“Back Page” The American Sentinel 7, 33, p. 264.

IT would be well for statesmen, and political and social economists, and bankers, and capitalists, and directors of great moneyed corporations, to ask themselves why these men have risen against the present state and system of civilization as represented by the industrial interests of which they have been a part. It would be well for labor agitators, and master workmen, and workingmen, to ask themselves why they are in insurrection against the State, destroying the property upon the use of which they themselves, and others, are dependent, and threatening the peace of society. Is there any sufficient civil, social, or economic reason for this? There is not. From that point of view no sufficient cause can be affirmed. The cause arises farther back than civil, social or economic relations, it is in mutual, moral responsibilities which have been ignored, until not this reign of terror is developing. It is the natural and necessary result of mutual error and mutual wrong. Both parties are at fault.

THE established order of society is not at fault. The system of government is not at fault. The food supply is not insufficient. There is no stringency of currency. The origin of the whole matter is in the hearts of men. Both parties not only desire, but are determined to do by others as they would not be done by. The labor world, the financial world, the political world, the social world, the religious world, all are dominated at this time by that unrighteous spirit. Capital uses relentlessly the silent power of its inexorable tyranny to accomplish selfish ends. Labor is more than ready to appeal to brute force and violence to reach its own coveted purpose.

The Church, whose duty it should be to teach these members of the same body, which are antagonizing each other to their own destruction, that they should do to each other as they would be done by, is itself committed to the same unrighteous methods, and is by this not only disqualified from giving effective advice and counsel, but has even become an evil example. The Church makes use of unjust laws to attain its purposes. It does not hesitate to use moral compulsion to obtain legal action to effect injustice and to obtain the enactment of more extended statutes in the same line. It does not hesitate to use the illegal and unchristian boycott to further its purposes. It does not hesitate to influence Congress by fraudulent and repeated petitions, and to attempt to intimidate the representatives of the people. Its accredited mouth pieces, from the platform and the pulpit, do not hesitate to suggest the same resort to violence as that adopted by the Amalgamated Association and the Switchmen’s Union, if their claims are not granted. All are at fault. The origin of this is in the hearts of men. The remedy is in the gospel, pure and undefiled, nothing less.

NOW that the Government of the United States has invaded the domain of religious controversy it will dominate it; inasmuch as it has assumed jurisdiction to settle religious questions by act of Congress and by Supreme Court decisions it will surely never yield that jurisdiction.

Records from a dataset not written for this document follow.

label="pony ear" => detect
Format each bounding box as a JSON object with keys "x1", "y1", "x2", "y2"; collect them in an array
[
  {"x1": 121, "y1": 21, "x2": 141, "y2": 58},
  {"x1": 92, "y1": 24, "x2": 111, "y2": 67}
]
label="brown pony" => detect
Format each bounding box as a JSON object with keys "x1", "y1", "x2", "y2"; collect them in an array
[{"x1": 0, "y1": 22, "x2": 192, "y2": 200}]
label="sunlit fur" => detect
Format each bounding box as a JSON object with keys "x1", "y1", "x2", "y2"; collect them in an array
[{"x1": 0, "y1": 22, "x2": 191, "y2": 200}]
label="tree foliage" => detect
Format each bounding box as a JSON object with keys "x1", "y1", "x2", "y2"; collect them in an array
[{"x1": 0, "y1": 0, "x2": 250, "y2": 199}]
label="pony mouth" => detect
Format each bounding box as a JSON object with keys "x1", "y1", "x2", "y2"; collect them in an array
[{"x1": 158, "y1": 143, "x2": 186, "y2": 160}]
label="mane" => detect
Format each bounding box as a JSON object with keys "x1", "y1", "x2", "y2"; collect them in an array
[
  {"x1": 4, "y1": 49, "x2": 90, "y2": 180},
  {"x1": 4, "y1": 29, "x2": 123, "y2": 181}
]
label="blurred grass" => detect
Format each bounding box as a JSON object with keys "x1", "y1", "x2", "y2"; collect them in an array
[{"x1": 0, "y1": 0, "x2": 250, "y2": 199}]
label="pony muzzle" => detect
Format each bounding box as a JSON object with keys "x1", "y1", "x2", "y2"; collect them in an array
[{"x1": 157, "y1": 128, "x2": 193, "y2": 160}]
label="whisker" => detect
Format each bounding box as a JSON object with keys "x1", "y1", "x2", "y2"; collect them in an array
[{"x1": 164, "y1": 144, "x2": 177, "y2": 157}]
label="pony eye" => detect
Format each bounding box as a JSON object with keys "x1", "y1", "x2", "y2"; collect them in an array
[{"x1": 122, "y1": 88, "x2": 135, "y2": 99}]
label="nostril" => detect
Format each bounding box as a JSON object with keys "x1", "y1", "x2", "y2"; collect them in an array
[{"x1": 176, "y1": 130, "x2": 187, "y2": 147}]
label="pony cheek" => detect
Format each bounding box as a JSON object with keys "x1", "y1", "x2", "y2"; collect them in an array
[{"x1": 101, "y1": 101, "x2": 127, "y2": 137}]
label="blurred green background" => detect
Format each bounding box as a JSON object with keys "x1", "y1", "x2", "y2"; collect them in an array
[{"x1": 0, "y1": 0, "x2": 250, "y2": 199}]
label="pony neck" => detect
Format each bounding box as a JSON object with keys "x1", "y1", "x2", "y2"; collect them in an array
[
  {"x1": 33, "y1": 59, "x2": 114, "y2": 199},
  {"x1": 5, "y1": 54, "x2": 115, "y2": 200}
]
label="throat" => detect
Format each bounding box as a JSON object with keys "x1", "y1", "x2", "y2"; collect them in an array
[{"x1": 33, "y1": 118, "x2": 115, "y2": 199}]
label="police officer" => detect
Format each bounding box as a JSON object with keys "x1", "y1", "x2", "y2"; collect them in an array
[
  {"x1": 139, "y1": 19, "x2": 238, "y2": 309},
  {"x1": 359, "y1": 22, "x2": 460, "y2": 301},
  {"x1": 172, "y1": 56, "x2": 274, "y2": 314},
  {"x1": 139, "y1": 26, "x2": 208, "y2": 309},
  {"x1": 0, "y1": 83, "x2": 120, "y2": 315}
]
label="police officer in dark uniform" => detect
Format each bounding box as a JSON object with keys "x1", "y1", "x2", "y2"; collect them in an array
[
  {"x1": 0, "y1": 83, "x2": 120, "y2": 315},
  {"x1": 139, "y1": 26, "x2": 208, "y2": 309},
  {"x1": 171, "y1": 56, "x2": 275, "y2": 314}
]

When Constantine had made Rome “Christian” it was only natural that he should seek an authoritative definition of Christianity; and when the Council of Nicea had given that definition in the shape of the creed which it adopted, nothing was more natural than that the emperor should require his subjects to subscribe to it. The Government of the United States has entered upon the same evil course. The Supreme Court has declared the Nation to be Christian. Congress has already taken sides in a religious controversy, and to be consistent must not the Government use all the power at its command to enforce that decision and to uphold the Sunday-Sabbath cause which it has espoused? A United States senator has well said, “The domain which government invades it dominates; the jurisdiction it takes it keeps.” This is true whatever the domain or the jurisdiction; and it always has been true.